First, McComb and her coworkers presented a piece of ivory, a piece of wood, and an elephant skull to an array of elephant families (one family at a time). The arrangement of the objects was carefully controlled, with different objects in the rightmost, center, and leftmost positions from trial to trial. The elephants’ behavioral responses were videotaped, with particular attention given in the analysis phase to the length of time an elephant spent exploring an object with trunk or feet. Of the three objects, elephants preferred the ivory. The skull was next, and the wood came in last. Since the skull is, of course, invisible during an animal’s life, I wonder if the ivory was preferred because the elephants more readily recognized it as belonging to a particular individual, perhaps through a scar, chip, or discolored area. The researchers hint at this possibility by noting the ivory’s connection with living elephants.

Next, three skulls, one each from an elephant, a buffalo, and a rhino, were arrayed in front of elephant families. The elephants distinctly preferred the skull of their own kind, with a lesser but equal attraction to skulls from the other two species. The third part of the research involved three elephant families, each of which had lost its matriarch in the past one to five years. The surviving elephants were presented with the skulls of the three matriarchs, only one of whom, of course, had been their own group’s matriarch. The elephants showed no greater interest in the skull of their own matriarch.

What, then, is the meaning of the anecdote Moss reported, about the
seven-
year-old son caressing his mother’s bones? Do the experimental results negate the emotion the son seemed to express as he lingered over the remains of his mother, or the suggestion that elephants more generally may mourn their loved ones by caressing the bones? I think the answer to that last question is no. When anecdotes are reported by scientists or others who cautiously interpret the behavior of animals they know well, they point to an animal’s capacity to carry out some action or express some emotion. Even if only some elephants grieve for a lost relative or friend, even if only some elephants caress the bones of their dead relatives, that behavior is genuine, and meaningful, for those individuals.

When it comes to animal emotion, today’s animal-behavior science tacks back and forth between analysis of events noted by credible observers and evidence derived from controlled experiments (which, as the Amboseli researchers show us, can take place in the field as well as in captivity). These two sources are complementary. The events reported may be rare but hint at unsuspected possibilities and emotional depth in the animals’ behavior; the controlled evidence requires us to put the brakes on reckless speculation about those alluring possibilities. The experiment by McComb, Baker, and Moss constrains wild statements to the effect that elephants (implying all elephants) recognize and prefer the bones of their dead relatives, and this in turn constrains speculation about the way elephants (implying all elephants) mourn.

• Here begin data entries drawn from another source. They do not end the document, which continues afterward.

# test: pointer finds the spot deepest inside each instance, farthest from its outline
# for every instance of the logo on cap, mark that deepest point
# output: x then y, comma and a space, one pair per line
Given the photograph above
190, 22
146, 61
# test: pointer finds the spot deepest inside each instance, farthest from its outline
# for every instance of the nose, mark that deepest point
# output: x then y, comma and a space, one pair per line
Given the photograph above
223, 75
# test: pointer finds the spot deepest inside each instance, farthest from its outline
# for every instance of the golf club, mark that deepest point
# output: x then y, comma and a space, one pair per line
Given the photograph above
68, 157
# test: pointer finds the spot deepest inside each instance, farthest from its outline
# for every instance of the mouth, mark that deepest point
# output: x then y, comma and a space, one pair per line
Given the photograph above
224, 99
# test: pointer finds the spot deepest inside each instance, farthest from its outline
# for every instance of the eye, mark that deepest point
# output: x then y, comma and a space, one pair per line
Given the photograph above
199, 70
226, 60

The McComb study tells us that elephants are keenly intrigued by the bones of their own kind. In day-to-day life, this tendency surely means that they are attracted to, and that they interact with, bones of their kin (as well as bones of non-kin). How readily elephants recognize their own kins’ bones and mourn the individuals represented by those bones remains a mystery.

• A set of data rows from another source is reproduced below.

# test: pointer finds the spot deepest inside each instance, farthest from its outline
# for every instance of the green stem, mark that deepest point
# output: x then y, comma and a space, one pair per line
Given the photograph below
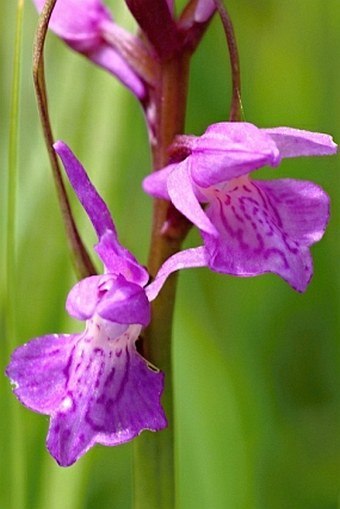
15, 491
154, 453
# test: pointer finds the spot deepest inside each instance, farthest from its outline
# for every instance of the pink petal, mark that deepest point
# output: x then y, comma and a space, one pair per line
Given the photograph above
83, 298
38, 369
189, 258
118, 260
204, 9
228, 150
125, 303
296, 142
182, 195
267, 227
112, 395
155, 184
92, 202
77, 21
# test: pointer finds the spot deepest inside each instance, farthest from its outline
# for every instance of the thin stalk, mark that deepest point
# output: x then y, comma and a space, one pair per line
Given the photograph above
154, 453
16, 467
236, 104
81, 260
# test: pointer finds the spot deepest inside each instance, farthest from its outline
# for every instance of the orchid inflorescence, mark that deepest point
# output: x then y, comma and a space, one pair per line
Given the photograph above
96, 386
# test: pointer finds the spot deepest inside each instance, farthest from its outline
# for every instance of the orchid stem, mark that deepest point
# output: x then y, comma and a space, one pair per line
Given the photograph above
236, 104
154, 453
81, 259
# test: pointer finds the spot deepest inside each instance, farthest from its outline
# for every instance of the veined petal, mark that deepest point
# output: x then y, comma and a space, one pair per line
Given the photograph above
267, 227
231, 149
111, 395
125, 302
182, 194
37, 370
189, 258
93, 204
118, 260
296, 142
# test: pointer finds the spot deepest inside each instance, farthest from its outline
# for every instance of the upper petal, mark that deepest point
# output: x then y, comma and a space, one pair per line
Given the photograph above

Once, the Echo family of elephants in Amboseli came upon a carcass of a young female who had been sick for a number of weeks. That the elephants explored the carcass comes as no surprise, but they went on to do something remarkable. As Moss watched, the elephants

began to kick at the ground around the carcass, digging up the dirt and putting it on the body. A few others broke off branches and palm fronds
and
brought them back and placed them on the carcass. At that point the warden circled overhead and dived down in his plane to guide the rangers on the ground to the dead elephant so that they could recover the tusks. The [elephants] were frightened by the plane and ran off. I think if they had not been disturbed they would have nearly buried the body.